NIOX Group plc
- Company type: Public limited company
- Traded as: LSE: NIOX
- Industry: Medical Devices
- Founded: 2006; 20 years ago
- Founders: Steve Harris and Charles Swingland
- Headquarters: Oxford, United Kingdom
- Key people: Ian Johnson (Executive Chairman) Michael Roller (CFO) Jonathan Emms (COO)
- Products: NIOX VERO, FeNO by NIOX
- Revenue: £41.8 million (2024)
- Operating income: ▲£7.7 million (2024)
- Net income: ▼£3.4 million (2024)
- Website: www.niox.com

= NIOX Group =

NIOX Group is a British medical device manufacturing company focussed on products for treating people suffering from respiratory diseases. It produces its NIOX (Nitric Oxide) range of FeNO (Fractional Exhaled Nitric Oxide) devices to help diagnose and manage asthma.

The company is a provider of point-of-care FeNO (Fractional Exhaled Nitric Oxide) measurement and monitoring. The company is listed on the London Stock Exchange.

==History==
The company was founded by Steve Harris and Charles Swingland as Circassia Group in 2006. It was the subject of an initial public offering in March 2014.

In December 2019, Steve Harris announced that he was resigning as CEO of the company.
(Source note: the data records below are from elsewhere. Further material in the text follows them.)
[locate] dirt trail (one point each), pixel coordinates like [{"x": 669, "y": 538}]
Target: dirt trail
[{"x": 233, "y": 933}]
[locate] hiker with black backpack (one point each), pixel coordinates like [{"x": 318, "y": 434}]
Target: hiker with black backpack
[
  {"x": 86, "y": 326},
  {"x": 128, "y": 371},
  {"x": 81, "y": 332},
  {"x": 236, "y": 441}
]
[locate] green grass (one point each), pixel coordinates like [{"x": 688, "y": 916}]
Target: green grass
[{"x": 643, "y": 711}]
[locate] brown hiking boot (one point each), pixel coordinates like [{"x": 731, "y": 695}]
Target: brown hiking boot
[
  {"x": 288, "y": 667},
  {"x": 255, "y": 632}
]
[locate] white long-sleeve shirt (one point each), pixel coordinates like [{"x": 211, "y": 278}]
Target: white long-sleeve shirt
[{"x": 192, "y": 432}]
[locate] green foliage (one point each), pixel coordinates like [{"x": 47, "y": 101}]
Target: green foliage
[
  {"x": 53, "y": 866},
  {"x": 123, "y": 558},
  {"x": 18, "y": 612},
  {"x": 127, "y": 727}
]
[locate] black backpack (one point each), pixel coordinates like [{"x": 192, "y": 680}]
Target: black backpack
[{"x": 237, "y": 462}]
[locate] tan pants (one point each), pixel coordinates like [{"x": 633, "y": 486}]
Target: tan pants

Ian Johnson took over as Executive Chairman of the company, Michael Roller replaced Julien Cotta as the Chief Financial Officer, and Jonathan Emms, who was appointed to the company in September 2019, became the Chief Operating Officer.

The company also announced its withdrawal from the COPD (chronic obstructive pulmonary disease) business in April 2020, with a proposed transfer of assets to, and termination of agreement with, AstraZeneca for consideration to be set off against debt and accrued interest.
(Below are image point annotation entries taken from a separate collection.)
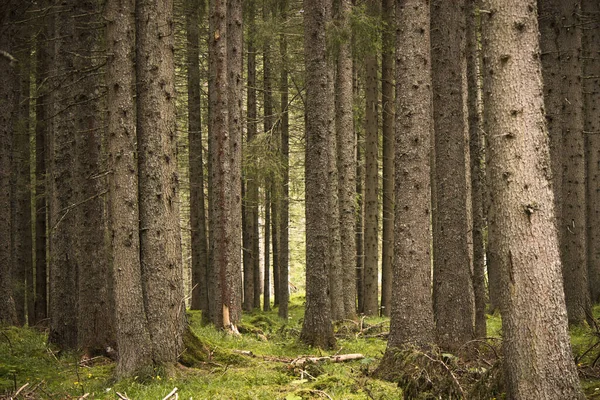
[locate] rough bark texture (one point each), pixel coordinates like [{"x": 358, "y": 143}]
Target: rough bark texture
[
  {"x": 197, "y": 203},
  {"x": 63, "y": 269},
  {"x": 281, "y": 281},
  {"x": 591, "y": 90},
  {"x": 371, "y": 202},
  {"x": 317, "y": 329},
  {"x": 561, "y": 37},
  {"x": 133, "y": 338},
  {"x": 476, "y": 153},
  {"x": 42, "y": 127},
  {"x": 95, "y": 331},
  {"x": 452, "y": 287},
  {"x": 160, "y": 239},
  {"x": 251, "y": 255},
  {"x": 387, "y": 131},
  {"x": 346, "y": 161},
  {"x": 538, "y": 360},
  {"x": 8, "y": 96},
  {"x": 21, "y": 191},
  {"x": 412, "y": 305},
  {"x": 235, "y": 93}
]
In 2022 the company changed its name from Circassia Group plc to NIOX Group plc.

== Operations ==
NIOX Group has direct offices in the United Kingdom, United States, Germany, Sweden and China. The company also operates through a distribution model, working with partner companies in order make NIOX available throughout the globe.

== Products ==
NIOX (Nitric Oxide) is a FeNO testing device. Using visual aids and sounds, NIOX provides an easy-to-use test experience to help patients perform FeNO (Fractional Exhaled Nitric Oxide) tests.

FeNO aids healthcare professionals with the diagnosis and management of asthma.